De qualquer forma, no presente a magnitude do aquecimento associada aos gases de estufa é muito maior que há décadas atrás, portanto, ultrapassa os outros dois factores, mesmo durante períodos com um "ciclo natural" de arrefecimento. Aliás, foi provavelmente isso que aconteceu no _"global warming hiatus"_ muito discutido até meados desta década...

Discutia-se um suposto "cessar" no sinal de Aquecimento Global ali por volta de 2010, que vinha "lançado" desde o virar do século. Mas afinal... Rapidamente acelerou (mais do que nunca) desde 2015. Muito provavelmente esse aparente "abrandar" do aquecimento foi simplesmente um desses ciclos de variabilidade natural para um período mais "frio", que compensou ligeiramente o constante (e crescente) sinal de aquecimento por gases de estufa.
Mais uma vez... Por outras palavras.. Provavelmente nesses anos ter-se-ia assistido a um período bem mais frio globalmente, se não houvesse sinal antropogénico. Mas agora, e cada vez mais, esse sinal "esmaga" os outros factores de variabilidade. Ou seja... *Actualmente, a variabilidade natural inter-decadal já é quase "irrelevante" perante o sinal antropogénico. Na verdade, apenas o atenua ou acentua.*
Provavelmente só sinais de muito mais larga-escala temporal e muito mais "catastróficos" (como ciclos orbitais e alterações como em eras glaciares) têm maior magnitude do que o sinal antropogénico.

Fui mais claro?

Deixo uma imagem que tenta resumir essas várias componentes. Claro que há muitos métodos diferentes de estimar isto, e há muita incerteza, é sempre preciso cautela... Mas de qualquer forma, e grosso-modo, é fácil perceber que:

1) as "causas naturais" empurraram a temperatura para abaixo nesse período
2) a curva da contribuição antropogénica "disparou" e passou a dominar completamente nas últimas décadas do séc.XX


----------



## irpsit (29 Out 2019 às 18:10)

Convem dizer que ha varios ciclos com variacoes naturais do clima e da temperatura media global:
Estas variacoes podem ser de curto prazo (periodos de 1-3 anos) causados por ligeiras variacoes no clima, ciclos do El Nino e La Nina (e talvez tambem pelas variacoes no input solar causado pelos ciclos de 11 anos de actividade solar). Isto explica por exemplo o pico de temperatura acima da media registado em 1998 e em 2017 (anos de El Nino extremos) ou o pico de temperatura abaixo da media em 1992 (erupcao do Pinatubo). Estas variacoes podem ser ate 0.5C, mas geralmente sao menores que isso.

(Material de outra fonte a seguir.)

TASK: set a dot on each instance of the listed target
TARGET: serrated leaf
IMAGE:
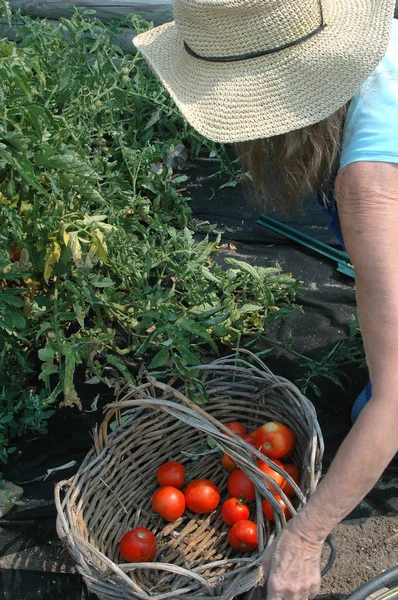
(100, 245)
(118, 363)
(208, 274)
(46, 354)
(248, 308)
(51, 260)
(75, 247)
(47, 371)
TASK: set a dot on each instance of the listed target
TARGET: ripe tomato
(249, 439)
(138, 545)
(228, 462)
(271, 472)
(202, 496)
(168, 502)
(275, 440)
(236, 427)
(171, 473)
(240, 486)
(294, 473)
(233, 510)
(269, 511)
(243, 536)
(16, 254)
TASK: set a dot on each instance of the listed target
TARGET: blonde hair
(284, 169)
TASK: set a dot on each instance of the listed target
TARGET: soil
(365, 548)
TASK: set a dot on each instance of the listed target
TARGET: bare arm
(368, 206)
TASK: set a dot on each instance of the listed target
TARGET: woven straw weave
(111, 493)
(271, 94)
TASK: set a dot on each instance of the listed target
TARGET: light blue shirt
(371, 127)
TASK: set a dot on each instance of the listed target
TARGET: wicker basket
(111, 493)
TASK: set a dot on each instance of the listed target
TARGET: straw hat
(245, 69)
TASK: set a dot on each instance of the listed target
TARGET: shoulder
(367, 183)
(371, 128)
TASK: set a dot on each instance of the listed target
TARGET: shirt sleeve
(371, 127)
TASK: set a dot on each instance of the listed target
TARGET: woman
(309, 75)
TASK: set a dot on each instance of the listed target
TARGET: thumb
(267, 557)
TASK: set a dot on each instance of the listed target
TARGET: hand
(292, 566)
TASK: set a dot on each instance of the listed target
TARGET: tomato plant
(168, 502)
(171, 473)
(233, 510)
(15, 253)
(275, 440)
(269, 511)
(236, 427)
(294, 473)
(202, 496)
(243, 536)
(265, 468)
(138, 545)
(249, 439)
(240, 486)
(228, 463)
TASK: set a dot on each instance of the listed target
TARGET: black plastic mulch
(33, 563)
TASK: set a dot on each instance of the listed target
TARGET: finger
(313, 592)
(267, 557)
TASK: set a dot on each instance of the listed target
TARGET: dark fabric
(33, 564)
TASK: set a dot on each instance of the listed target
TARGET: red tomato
(16, 254)
(249, 439)
(228, 463)
(269, 511)
(275, 440)
(233, 510)
(243, 536)
(240, 486)
(294, 473)
(168, 502)
(271, 472)
(138, 545)
(236, 427)
(171, 473)
(202, 496)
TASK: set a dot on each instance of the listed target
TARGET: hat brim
(273, 94)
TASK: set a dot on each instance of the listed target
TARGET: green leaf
(248, 308)
(117, 362)
(46, 354)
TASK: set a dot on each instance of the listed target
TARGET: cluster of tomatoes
(273, 439)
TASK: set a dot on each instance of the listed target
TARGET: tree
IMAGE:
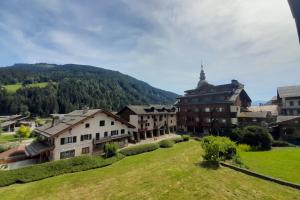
(24, 131)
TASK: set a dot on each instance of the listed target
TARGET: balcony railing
(110, 138)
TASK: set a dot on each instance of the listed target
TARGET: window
(102, 123)
(67, 154)
(115, 132)
(85, 150)
(68, 140)
(86, 137)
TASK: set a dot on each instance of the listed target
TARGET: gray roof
(36, 148)
(289, 91)
(72, 119)
(152, 109)
(262, 114)
(284, 118)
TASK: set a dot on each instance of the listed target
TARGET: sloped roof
(284, 118)
(73, 119)
(289, 91)
(270, 108)
(151, 109)
(263, 114)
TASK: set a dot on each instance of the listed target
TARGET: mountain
(68, 87)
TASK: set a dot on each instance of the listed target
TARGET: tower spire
(202, 73)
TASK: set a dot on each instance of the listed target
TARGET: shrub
(218, 148)
(177, 139)
(45, 170)
(185, 138)
(257, 136)
(166, 143)
(281, 143)
(111, 149)
(236, 134)
(244, 147)
(24, 131)
(134, 150)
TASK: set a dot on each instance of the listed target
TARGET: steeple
(202, 78)
(202, 74)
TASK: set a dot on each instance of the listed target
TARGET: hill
(172, 173)
(68, 87)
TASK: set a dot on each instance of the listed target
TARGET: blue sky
(160, 42)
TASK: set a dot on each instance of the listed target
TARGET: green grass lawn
(14, 87)
(282, 163)
(172, 173)
(7, 138)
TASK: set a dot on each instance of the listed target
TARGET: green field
(172, 173)
(7, 138)
(282, 163)
(14, 87)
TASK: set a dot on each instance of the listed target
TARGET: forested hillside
(72, 87)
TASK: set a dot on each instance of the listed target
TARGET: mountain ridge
(73, 86)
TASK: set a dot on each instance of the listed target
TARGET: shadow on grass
(209, 165)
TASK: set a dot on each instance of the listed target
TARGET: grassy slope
(283, 163)
(7, 138)
(163, 174)
(13, 88)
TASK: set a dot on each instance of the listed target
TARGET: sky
(161, 42)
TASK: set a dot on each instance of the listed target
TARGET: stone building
(77, 133)
(150, 120)
(211, 108)
(288, 100)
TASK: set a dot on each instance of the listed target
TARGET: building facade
(288, 100)
(211, 109)
(150, 120)
(77, 133)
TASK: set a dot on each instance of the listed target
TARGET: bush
(244, 147)
(24, 131)
(185, 138)
(281, 143)
(257, 136)
(218, 148)
(138, 149)
(236, 135)
(111, 149)
(166, 143)
(45, 170)
(177, 139)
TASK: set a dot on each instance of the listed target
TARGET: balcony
(142, 121)
(110, 138)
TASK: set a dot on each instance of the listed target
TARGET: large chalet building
(151, 121)
(211, 108)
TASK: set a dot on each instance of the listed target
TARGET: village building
(261, 118)
(150, 120)
(211, 108)
(288, 100)
(77, 133)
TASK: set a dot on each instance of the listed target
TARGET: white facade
(89, 126)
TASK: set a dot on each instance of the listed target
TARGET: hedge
(55, 168)
(166, 143)
(134, 150)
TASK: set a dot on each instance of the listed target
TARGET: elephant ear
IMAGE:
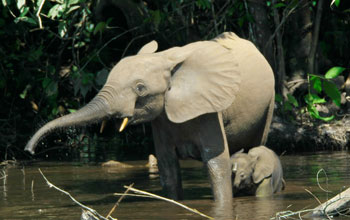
(150, 47)
(205, 79)
(262, 169)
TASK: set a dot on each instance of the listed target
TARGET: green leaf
(316, 83)
(292, 100)
(101, 77)
(2, 22)
(20, 4)
(287, 106)
(46, 81)
(334, 72)
(326, 118)
(278, 98)
(335, 2)
(72, 2)
(56, 11)
(62, 28)
(314, 99)
(313, 111)
(52, 89)
(332, 91)
(24, 11)
(25, 91)
(279, 5)
(25, 19)
(72, 8)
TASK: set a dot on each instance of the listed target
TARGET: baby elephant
(257, 173)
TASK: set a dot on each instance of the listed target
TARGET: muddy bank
(305, 135)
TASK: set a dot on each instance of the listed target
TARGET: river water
(24, 194)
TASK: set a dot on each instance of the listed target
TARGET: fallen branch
(151, 195)
(90, 211)
(335, 206)
(119, 200)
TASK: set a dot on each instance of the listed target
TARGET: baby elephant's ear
(151, 47)
(262, 170)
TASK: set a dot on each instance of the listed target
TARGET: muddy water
(25, 195)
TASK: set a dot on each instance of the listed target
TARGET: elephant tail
(268, 119)
(283, 184)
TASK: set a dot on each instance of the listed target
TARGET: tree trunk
(262, 30)
(315, 34)
(299, 37)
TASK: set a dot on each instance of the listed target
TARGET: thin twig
(318, 182)
(38, 13)
(168, 200)
(119, 200)
(313, 196)
(74, 200)
(134, 195)
(32, 190)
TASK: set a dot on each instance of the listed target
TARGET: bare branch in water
(119, 200)
(85, 208)
(151, 195)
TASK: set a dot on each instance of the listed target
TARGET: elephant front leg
(220, 176)
(215, 154)
(168, 163)
(170, 176)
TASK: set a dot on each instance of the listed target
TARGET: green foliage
(321, 89)
(319, 85)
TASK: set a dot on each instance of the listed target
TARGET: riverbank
(309, 135)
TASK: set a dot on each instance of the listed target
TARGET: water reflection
(25, 195)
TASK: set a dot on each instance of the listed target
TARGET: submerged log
(337, 205)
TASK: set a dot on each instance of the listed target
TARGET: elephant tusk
(125, 122)
(103, 125)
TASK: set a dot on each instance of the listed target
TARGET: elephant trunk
(94, 111)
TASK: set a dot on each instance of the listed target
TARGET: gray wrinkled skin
(258, 172)
(205, 100)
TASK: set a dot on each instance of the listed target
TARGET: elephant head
(249, 170)
(185, 82)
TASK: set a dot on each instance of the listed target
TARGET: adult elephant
(201, 98)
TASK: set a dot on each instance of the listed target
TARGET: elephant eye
(140, 89)
(242, 175)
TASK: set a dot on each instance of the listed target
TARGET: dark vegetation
(56, 55)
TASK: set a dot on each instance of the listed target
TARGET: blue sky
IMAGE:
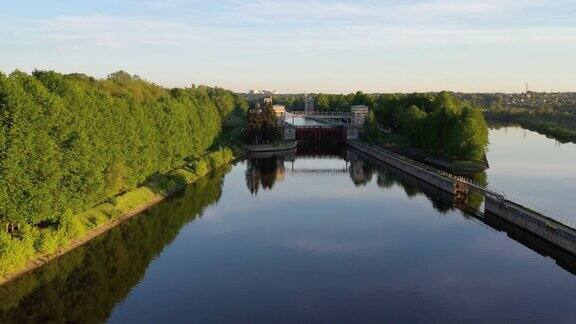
(301, 45)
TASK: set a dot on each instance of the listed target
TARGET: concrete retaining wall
(540, 225)
(423, 174)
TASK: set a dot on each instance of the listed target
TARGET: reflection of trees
(389, 177)
(263, 173)
(85, 285)
(361, 171)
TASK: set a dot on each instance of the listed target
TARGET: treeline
(85, 285)
(552, 124)
(438, 123)
(69, 142)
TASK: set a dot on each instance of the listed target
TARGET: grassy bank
(30, 246)
(401, 144)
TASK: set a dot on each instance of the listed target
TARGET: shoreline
(40, 260)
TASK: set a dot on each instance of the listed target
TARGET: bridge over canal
(324, 126)
(556, 230)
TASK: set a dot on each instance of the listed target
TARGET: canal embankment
(555, 230)
(87, 225)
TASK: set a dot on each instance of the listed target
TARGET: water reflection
(85, 285)
(303, 252)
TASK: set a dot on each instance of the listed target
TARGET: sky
(301, 46)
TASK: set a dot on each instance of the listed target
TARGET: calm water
(322, 236)
(535, 169)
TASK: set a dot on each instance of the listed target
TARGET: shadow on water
(362, 169)
(443, 202)
(86, 284)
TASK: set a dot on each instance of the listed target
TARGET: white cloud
(78, 32)
(314, 11)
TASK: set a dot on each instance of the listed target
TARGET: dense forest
(70, 142)
(84, 285)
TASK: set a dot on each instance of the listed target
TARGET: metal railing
(495, 193)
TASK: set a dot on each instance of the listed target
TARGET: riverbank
(32, 247)
(401, 145)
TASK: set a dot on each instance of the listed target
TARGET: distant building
(280, 111)
(359, 114)
(309, 104)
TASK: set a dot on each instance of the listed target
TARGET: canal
(324, 235)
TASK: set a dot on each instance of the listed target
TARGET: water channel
(322, 235)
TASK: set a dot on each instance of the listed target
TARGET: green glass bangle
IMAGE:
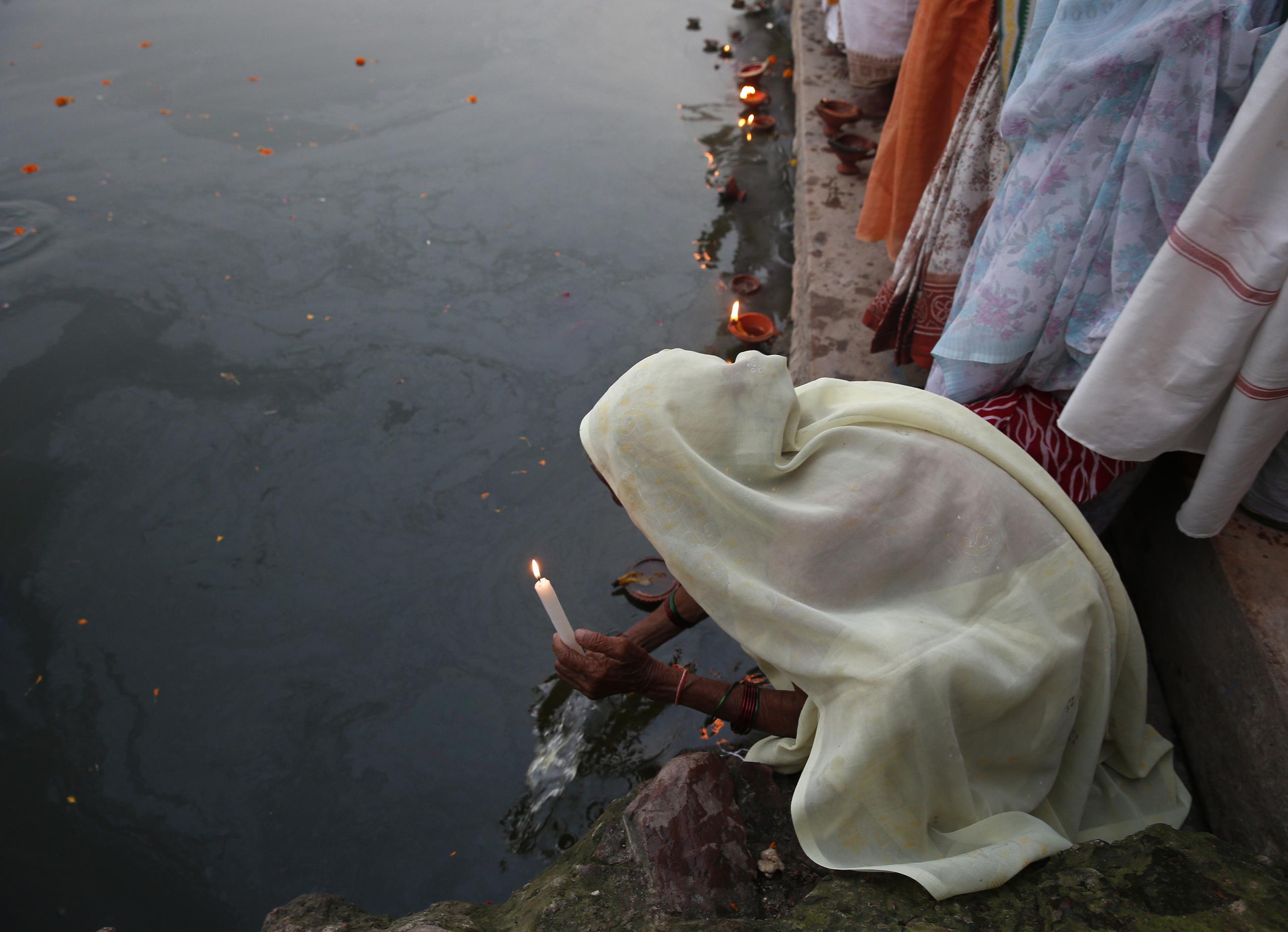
(723, 698)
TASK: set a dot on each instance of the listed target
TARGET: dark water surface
(275, 428)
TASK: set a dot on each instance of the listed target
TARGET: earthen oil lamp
(836, 114)
(750, 327)
(731, 192)
(852, 149)
(756, 123)
(752, 98)
(751, 74)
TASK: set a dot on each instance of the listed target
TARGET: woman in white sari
(959, 673)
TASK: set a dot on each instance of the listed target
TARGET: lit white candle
(546, 594)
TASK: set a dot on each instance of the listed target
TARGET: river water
(280, 433)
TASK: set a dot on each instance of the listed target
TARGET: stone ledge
(1215, 616)
(1157, 880)
(835, 276)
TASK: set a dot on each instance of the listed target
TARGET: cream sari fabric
(974, 667)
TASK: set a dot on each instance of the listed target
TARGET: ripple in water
(37, 220)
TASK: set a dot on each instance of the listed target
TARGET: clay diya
(752, 98)
(731, 192)
(836, 114)
(750, 327)
(851, 149)
(648, 581)
(751, 74)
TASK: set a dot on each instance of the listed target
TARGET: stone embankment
(709, 845)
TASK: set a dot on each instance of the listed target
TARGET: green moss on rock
(1157, 881)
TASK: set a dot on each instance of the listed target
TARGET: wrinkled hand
(611, 666)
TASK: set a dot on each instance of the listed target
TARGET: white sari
(974, 667)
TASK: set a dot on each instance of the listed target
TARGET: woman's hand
(612, 666)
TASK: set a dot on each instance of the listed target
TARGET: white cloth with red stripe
(1199, 358)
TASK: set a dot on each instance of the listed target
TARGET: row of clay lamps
(750, 327)
(851, 149)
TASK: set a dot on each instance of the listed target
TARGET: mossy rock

Depois, ha tambem variacoes que duram varias decadas, resultantes por exemplo de fases ciclicas das correntes oceanicas no Pacifico e Atlantic Norte (as chamadas fases frias e fases quentes em ingles). E uma fase fria ocorreu no Atlantico Norte nos anos 50 e 60, e uma fase quente nas decadas a seguir. Estas fases, podem causar variacoes na temperatura global ate cerca de 0.5C mais prolongadamente.

Depois ha ainda variacoes e ciclos a longo prazo, que duram seculos, como a Little Ice Age, e essas variacao podem ser ate de 1C abaixo (ou acima). Essas variacoes podem ser causadas por alteracoes de longo termo na actividade solar por exemplo, ou outros factores menos compreendidos.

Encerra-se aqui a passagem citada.